If masculinity is to be protected in some threatened modern cavemen clans as an imperiled virtue, there has to be a corresponding vice. That vice is to be weak, soft—possessing the characteristics of a female. And boy, has the COVID-19 pandemic created a bull market for the cave clan to question the manliness of those who think a plague is something to take seriously.
This is the mindset that led a sports media opportunist turned failed armchair epidemiologist to market a slogan, “Don’t Be A P----,” and to put that acronym in hashtags and on T-shirts. It led to the ignorant misappropriation of the term “Karen”—from an entitled complainer to any weakling who is “scared” of the virus. It has led to the social media co-opting of male names into female ones (Pat, for instance, can be swapped out for Patty and Patricia. Clever stuff, if we’re back on the fifth grade playground.) It has led to every imaginable application of female anatomy as a presumed insult.
It’s all so retrograde. Especially when you consider the breadth of evidence within sports alone that women do not lack any traditional definition of toughness, fortitude or determination.
Pat Summitt, greatest of all women basketball coaches, famously went into labor during a recruiting trip to Pennsylvania. The University of Tennessee jet flying her home wanted to make an emergency landing in Virginia so she could give birth to son Tyler, but she vetoed that plan. Summitt wanted her son born in Tennessee, so she gritted it out and delivered in Knoxville. (Childbirth in general is one area where men generally don’t want to question a woman’s toughness.)
Chaunté Lowe, Olympic high jumper, trained through chemotherapy treatments in 2019 after a double mastectomy for breast cancer. Vomiting, nausea and extreme fatigue didn’t keep her from her workouts. Anyone want to question her toughness?

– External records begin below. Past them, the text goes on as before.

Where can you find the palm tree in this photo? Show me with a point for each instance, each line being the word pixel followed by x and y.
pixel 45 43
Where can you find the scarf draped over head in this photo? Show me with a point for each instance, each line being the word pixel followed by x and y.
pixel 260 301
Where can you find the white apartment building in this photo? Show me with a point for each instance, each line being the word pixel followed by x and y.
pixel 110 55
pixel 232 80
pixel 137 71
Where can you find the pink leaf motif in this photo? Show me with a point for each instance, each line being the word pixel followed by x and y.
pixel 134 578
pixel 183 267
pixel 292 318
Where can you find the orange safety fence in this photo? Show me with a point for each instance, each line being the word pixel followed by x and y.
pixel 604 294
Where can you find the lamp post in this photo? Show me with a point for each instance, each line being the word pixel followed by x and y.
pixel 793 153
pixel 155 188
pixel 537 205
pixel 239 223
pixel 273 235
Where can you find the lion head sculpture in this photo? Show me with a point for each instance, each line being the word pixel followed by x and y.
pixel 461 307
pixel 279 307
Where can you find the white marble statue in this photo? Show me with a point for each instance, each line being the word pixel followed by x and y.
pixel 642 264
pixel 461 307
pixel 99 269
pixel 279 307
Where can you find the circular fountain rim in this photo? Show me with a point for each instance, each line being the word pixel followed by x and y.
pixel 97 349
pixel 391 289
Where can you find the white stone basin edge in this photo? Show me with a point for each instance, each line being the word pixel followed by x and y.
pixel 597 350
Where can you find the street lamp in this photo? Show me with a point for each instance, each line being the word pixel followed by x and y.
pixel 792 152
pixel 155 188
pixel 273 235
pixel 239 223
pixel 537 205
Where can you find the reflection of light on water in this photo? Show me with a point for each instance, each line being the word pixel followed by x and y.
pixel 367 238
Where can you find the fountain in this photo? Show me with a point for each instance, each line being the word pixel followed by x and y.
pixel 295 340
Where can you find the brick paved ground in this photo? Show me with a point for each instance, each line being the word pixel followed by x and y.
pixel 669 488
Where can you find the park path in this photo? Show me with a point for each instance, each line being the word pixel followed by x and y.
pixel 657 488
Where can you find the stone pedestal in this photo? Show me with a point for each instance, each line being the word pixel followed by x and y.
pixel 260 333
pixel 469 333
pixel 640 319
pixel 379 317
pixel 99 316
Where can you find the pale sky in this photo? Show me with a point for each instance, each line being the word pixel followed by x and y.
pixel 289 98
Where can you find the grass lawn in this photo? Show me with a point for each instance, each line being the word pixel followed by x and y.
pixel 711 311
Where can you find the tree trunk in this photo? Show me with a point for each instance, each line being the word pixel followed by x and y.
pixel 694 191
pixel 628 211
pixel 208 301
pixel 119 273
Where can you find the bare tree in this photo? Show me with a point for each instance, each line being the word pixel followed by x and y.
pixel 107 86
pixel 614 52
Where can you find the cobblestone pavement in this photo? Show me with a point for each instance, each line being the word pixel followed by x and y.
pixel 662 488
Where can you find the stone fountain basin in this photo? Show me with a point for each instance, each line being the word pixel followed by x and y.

Gymnast Kerri Strug vaulted on a broken leg to cinch an Olympic gold medal for the United States in 1996. Skier Lindsey Vonn endured a succession of torn ligaments, broken bones, concussion and other injuries yet kept hurling herself down the side of mountains at a championship level. Katie Ledecky’s weekly swimming yardage and intensity would break some male swimmers. Wilma Rudolph went from stricken with polio as a child to the world’s fastest female sprinter. Who wants to deem them members of a weaker sex?
If you want another form of courage, there is the fearless barrier breaking of Billy Jean King, the Williams sisters, Becky Hammon, Nancy Lieberman, Janet Guthrie—the list is infinite, for those who choose to acknowledge it. We also might have a female vice president in a couple of weeks. So many strong women have made society better.
The Gregg Marshalls of the world keep trying to drag us backward, and he has more company than he should among the masses. But real men know that women don’t represent weakness. It’s time to have the strength to leave that stereotype—and the vulgar language that comes with it—in the past.